Letter, dated 13 May 1913, from Warrensburg MO, from "Mary Joy" addressed to "My Dear Minnie", states that "I can't send the record but the old bible I have is one that grandpa or grandma gave Willie when she married Joe Bright and after her death Aunt Allie gave it to me it only has one back and all torn apart so there is no records of any kind in it I don't know who got them there was none in it when Aunt Allie gave it to me," etc. The letter tells that Jewel likes the west and "is farming at home. He and his Papa will have 70 acres of corn. Our wheat looks fine will have plenty of fruit." "Minnie I have your Mothers rolling pin and if I ever have a chance will send it to you." "Sol's girls might know about grandpas Bible it might be a good idea to write to them."

Letter, dated 2 May 1913, from "Josie" states that the Bible was badly torn up when Aunt Ally Spurgin gave it to Mary Joy.

Letter, Sweet Springs MO, from "Sitton Sistern" [?] also expresses regret that they do not have a Bible.

Slip of paper, with pension office stamp 23 May 1913, says "born Aug. The 18th, 1838" - but no name.

Letter, 19 May 1913, Missoula MT, from Wm. Spurgin, states that this slip with the date Aug. 18, 1838, is his birthdate, which was copied by his sister Josie from the Bible at some point in the past, and was recopied into his own family Bible, purchased in 1867.

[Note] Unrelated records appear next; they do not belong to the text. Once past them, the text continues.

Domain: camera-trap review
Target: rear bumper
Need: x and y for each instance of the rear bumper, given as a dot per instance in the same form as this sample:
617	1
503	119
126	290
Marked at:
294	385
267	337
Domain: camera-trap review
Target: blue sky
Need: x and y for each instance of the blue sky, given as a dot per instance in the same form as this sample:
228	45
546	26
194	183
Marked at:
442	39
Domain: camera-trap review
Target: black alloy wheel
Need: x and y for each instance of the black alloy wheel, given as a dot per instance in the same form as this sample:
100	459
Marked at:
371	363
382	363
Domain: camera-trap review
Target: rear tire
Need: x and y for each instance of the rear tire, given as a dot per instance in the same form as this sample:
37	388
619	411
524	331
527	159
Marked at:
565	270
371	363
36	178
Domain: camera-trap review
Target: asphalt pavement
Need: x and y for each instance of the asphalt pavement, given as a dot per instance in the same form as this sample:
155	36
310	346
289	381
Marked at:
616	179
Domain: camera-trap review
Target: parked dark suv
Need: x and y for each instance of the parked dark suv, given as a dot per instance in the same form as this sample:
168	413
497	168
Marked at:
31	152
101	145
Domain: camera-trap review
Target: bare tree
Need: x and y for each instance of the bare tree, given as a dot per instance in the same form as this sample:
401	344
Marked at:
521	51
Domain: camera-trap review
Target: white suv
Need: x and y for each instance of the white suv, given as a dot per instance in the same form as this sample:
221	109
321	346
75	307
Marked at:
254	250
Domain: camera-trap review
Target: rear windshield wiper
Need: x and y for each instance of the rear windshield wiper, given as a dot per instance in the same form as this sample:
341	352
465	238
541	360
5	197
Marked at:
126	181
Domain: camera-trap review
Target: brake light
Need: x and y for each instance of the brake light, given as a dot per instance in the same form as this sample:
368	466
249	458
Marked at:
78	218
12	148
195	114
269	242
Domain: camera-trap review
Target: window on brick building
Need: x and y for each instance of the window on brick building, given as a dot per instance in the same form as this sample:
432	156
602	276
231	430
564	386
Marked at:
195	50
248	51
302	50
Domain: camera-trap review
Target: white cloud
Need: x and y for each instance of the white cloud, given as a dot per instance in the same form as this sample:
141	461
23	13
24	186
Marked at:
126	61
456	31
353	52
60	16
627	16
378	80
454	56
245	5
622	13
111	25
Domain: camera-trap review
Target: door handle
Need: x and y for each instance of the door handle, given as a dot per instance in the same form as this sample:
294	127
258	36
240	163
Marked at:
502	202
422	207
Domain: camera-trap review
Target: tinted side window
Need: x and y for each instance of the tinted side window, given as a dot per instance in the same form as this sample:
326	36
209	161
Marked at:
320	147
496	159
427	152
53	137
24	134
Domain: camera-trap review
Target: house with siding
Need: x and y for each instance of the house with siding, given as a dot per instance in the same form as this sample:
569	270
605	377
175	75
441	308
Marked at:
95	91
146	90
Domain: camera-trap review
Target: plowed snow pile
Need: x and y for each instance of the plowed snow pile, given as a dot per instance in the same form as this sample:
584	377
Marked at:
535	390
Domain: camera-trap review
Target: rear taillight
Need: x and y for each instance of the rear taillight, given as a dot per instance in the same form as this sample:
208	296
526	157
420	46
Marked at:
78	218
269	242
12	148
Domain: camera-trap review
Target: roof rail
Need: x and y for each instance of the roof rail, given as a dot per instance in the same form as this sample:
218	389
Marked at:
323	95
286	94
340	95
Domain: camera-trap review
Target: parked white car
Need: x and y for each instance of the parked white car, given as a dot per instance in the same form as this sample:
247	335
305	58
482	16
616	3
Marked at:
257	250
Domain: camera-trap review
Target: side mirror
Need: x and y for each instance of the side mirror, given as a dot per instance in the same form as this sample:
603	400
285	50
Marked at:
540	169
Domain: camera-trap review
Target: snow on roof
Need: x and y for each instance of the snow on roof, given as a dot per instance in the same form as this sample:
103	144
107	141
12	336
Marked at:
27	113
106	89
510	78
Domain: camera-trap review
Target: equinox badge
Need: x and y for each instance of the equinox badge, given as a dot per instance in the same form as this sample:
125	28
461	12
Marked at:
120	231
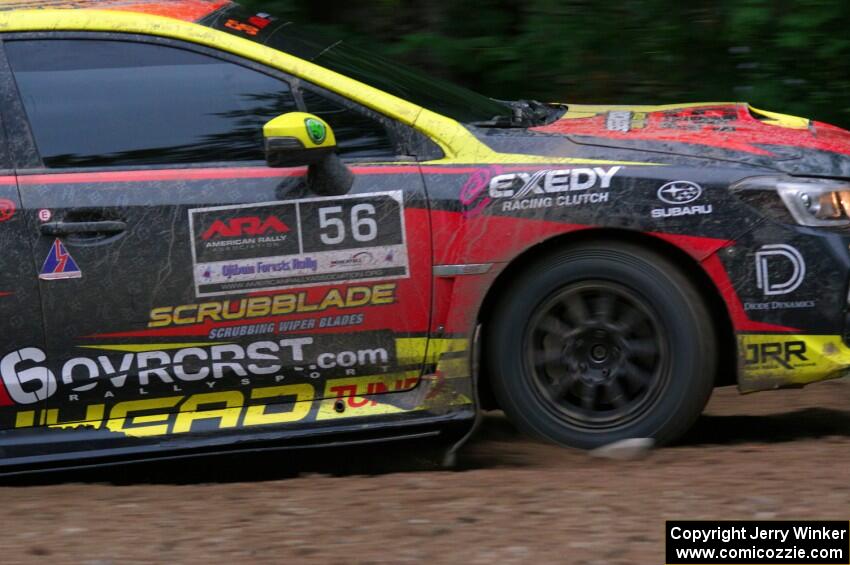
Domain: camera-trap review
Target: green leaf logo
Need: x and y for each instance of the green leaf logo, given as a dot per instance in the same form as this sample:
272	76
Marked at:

Pension form, 29 Mar 1915, William Spurgin, states that he was born 18 Aug 1838 in Davidson Co NC, and that he was married to Ruhammah Pandora Raper on 27 Jan 1884 at Sweet Springs Mo. by Rev. Martin; that he was married previously to Nannie J. Glass on 28 Mar 1861 at Oak Grove, Pettis Co. MO by E.H. Birchfield, and she died 20 Jan 1866; that he married Orleana C. Reed at Brownsville, MO, on 2 Feb 1868, and she died 29 Aug 1883 at Sweet Springs MO. William Spurgin lists the following children: James W., b. 13 Jul 1864, dead; Verdie, b. 27 Dec 1868, living; Reedie, b. 15 Apr 1871, dead; Minnie, b. 29 Jan 1873, living; Willie, b. 5 Dec 1876, dead; Charlie, b. 17 Sep 1878, dead; and Infant, b. 15 Jun 1882, died 16 Jun 1882.

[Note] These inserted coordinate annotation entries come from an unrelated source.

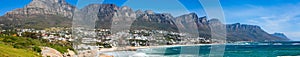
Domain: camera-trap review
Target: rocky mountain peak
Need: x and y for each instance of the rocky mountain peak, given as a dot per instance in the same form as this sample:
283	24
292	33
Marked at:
281	35
44	7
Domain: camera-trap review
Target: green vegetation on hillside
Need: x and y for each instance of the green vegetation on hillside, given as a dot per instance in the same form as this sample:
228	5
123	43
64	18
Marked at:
33	44
9	51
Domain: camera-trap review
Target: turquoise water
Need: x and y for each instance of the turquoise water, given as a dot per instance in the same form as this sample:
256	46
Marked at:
230	51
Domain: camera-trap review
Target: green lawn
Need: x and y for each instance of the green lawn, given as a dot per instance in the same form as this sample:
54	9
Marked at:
9	51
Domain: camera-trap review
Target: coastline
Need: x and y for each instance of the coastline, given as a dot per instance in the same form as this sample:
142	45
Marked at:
108	51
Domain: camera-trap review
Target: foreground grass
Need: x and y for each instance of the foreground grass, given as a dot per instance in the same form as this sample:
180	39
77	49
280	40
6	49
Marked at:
9	51
30	44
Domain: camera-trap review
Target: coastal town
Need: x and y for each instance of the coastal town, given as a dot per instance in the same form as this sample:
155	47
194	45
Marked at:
86	40
105	38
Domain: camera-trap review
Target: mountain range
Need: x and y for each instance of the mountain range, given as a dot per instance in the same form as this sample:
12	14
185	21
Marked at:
42	14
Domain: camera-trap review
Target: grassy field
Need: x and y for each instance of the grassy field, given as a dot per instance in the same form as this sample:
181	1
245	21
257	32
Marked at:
9	51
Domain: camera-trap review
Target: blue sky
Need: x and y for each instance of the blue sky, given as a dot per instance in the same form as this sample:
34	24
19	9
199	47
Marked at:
272	15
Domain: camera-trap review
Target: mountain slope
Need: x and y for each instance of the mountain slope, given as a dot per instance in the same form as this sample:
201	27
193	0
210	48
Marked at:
39	14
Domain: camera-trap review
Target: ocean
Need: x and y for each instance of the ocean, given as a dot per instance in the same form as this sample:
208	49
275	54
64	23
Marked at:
228	50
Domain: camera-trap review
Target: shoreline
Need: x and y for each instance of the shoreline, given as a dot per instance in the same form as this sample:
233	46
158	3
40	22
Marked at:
132	48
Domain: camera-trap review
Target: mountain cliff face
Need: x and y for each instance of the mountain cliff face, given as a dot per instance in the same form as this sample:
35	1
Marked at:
281	35
249	33
39	14
44	7
57	13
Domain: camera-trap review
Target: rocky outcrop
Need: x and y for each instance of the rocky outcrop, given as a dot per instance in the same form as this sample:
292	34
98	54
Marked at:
281	35
44	7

Declaration for Pension, 5 Dec 1923, by William Spurgin, age 85 years, now of the Soldier's Home, in Los Angeles Co., CA, states that he is practically blind in the right eye; his left ear is deaf; he had rheumatism throughout the body, especially in the knees; he walks with difficulty; his kidneys, stomach, and bowels are "seriously out of order". He has required the attendance of another person since 1 Jan 1921.

Application for Reimbursement, filed 31 Dec 1934, by Minnie Spurgin, age 61, of Brentwood Heights, Los Angeles Co. CA, for expenses incurred in the last sickness and burial of William Spurgin, who died 24 Dec 1934 at 5:30 AM, and was buried at Inglewood Park Cemetery in California on 26 Dec 1934. His pension certificate number was 1034429. He was married three times, to Nannie Glass who died about 1863, to Catherine Reed, who died 29 Aug 1883, and to Ruhammah Roper, who died 18 Mar 1932 in MO.

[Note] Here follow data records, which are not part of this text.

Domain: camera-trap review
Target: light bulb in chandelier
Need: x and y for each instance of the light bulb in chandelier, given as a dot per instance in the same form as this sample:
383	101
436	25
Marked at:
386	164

Death Certificate, William Spurgin, residence 1020 Granville Ave., Los Angeles (West) CA, b. 18 Aug 1838 at Abbott Creek, NC; father Isaiah Spurgin, born Abbott Creek; mother Mary Davis, born Abbott Creek; had lived in California 11 years; had retired from farming in 1923, having worked 60 years in this capacity; died 24 Dec 1934, of Arterio Sclerosis, with senility listed as a contributory cause; burial at Inglewood Cem. on 26 Dec 1934; Price-Daniel Funeral Home, West Los Angeles CA. Informant was Minnie Spurgin, 1020 Granville Ave., West Los Angeles CA.